There could be a priesthood of Abraham, called to the blessing of the world, called to the certain promise of the resurrection of the dead, but only on the basis of the carrying out of God's word in the sentence of death upon Adam.  Thus, the firstborn of Israel would forever always have to be redeemed by blood, in a way acknowledging the necessity of the carrying out of the sentence of death upon Adam, individually and corporately.  This commandment was, therefore, the witness given with assurance through the very existence of the firstborn of Israel, that there would come a resurrection of the dead.

In this way, God had created for himself a priesthood of the firstborn, a priesthood of a certain hope.  For Mashiach to be called a priest after the order of Melekzedek is to refer to him, by implication, as the Passover Lamb, which lamb represented the death and redemption from death of all of the firstborn of Israel, in a substitutionary way.  Because the blood of the lamb would be seen as the blood of the firstborn of Israel, the angel of death would passover their houses.  It was not that they were any less subject to the sentence of death than any other children of Adam but that they were made to be a sign of the promise of the resurrection of the dead.

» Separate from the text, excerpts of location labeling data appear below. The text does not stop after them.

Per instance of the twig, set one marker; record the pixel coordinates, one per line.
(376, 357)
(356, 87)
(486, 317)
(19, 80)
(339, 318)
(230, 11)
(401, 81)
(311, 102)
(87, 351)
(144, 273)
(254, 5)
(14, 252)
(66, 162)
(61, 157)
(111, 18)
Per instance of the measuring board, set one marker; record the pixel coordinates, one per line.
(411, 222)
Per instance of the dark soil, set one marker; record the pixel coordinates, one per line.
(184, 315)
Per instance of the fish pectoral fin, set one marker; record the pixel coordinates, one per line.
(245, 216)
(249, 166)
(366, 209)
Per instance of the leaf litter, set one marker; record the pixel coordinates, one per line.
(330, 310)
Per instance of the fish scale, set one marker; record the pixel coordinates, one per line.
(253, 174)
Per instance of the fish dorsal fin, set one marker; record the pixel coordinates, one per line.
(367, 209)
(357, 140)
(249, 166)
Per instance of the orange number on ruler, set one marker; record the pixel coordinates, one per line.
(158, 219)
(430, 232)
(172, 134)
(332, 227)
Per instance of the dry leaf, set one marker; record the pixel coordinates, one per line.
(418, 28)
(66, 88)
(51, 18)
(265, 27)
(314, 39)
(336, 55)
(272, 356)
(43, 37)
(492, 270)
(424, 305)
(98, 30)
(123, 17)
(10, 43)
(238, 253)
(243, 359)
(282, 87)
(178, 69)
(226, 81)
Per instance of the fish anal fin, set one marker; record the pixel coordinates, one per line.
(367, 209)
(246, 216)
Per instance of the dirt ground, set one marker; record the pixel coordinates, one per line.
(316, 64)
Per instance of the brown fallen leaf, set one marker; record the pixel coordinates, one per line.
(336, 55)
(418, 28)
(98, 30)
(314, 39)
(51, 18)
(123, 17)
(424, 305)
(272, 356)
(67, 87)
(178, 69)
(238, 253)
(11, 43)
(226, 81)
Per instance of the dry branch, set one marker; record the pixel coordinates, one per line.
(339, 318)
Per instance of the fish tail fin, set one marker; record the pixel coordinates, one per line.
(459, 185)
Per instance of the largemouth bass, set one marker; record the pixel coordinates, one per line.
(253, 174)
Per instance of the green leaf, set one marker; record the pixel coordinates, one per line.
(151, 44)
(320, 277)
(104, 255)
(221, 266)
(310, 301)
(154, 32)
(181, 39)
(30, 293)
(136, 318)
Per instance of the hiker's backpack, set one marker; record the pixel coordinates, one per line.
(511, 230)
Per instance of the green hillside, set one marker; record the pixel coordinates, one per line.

In this way, the priesthood of Melekzedek was redeemed from being a priesthood of a world condemned to death and was given over to the priesthood of the firstborn of Israel as a priesthood of the certain hope of the resurrection of the dead.  When Israel sinned with the golden calf the priesthood of the firstborn of the tribes of Israel could no longer serve this testimony in this office.  The place and the office of the priesthood was therefore filled by the firstborn of the tribe of Levi, which tribe did not partake in the sin of the golden calf.

Now it is evident that this substitution of the firstborn of all the tribes of Israel by the descendants of the firstborn, Aaron, and by the one tribe, could only be until the one who God promised against the serpent came, the one who would be the Lamb of God who takes away the sin of the world.  It is he who causes the firstborn of all Israel to live.  Therefore it is to be understood that Israel's sin is removed through him and the priesthood of the firstborn is restored to all of the tribes.  This is the redeemed priesthood of the order of, the confession of, Melekizedek.  And the Mashiach of Israel, anointed by God, though not yet anointed by all the tribes of Israel, is, being the firstborn of the dead of the tribe of Judah, made the High Priest of Israel continually, eternally, in heavenly places, according to the order of Melekizedek.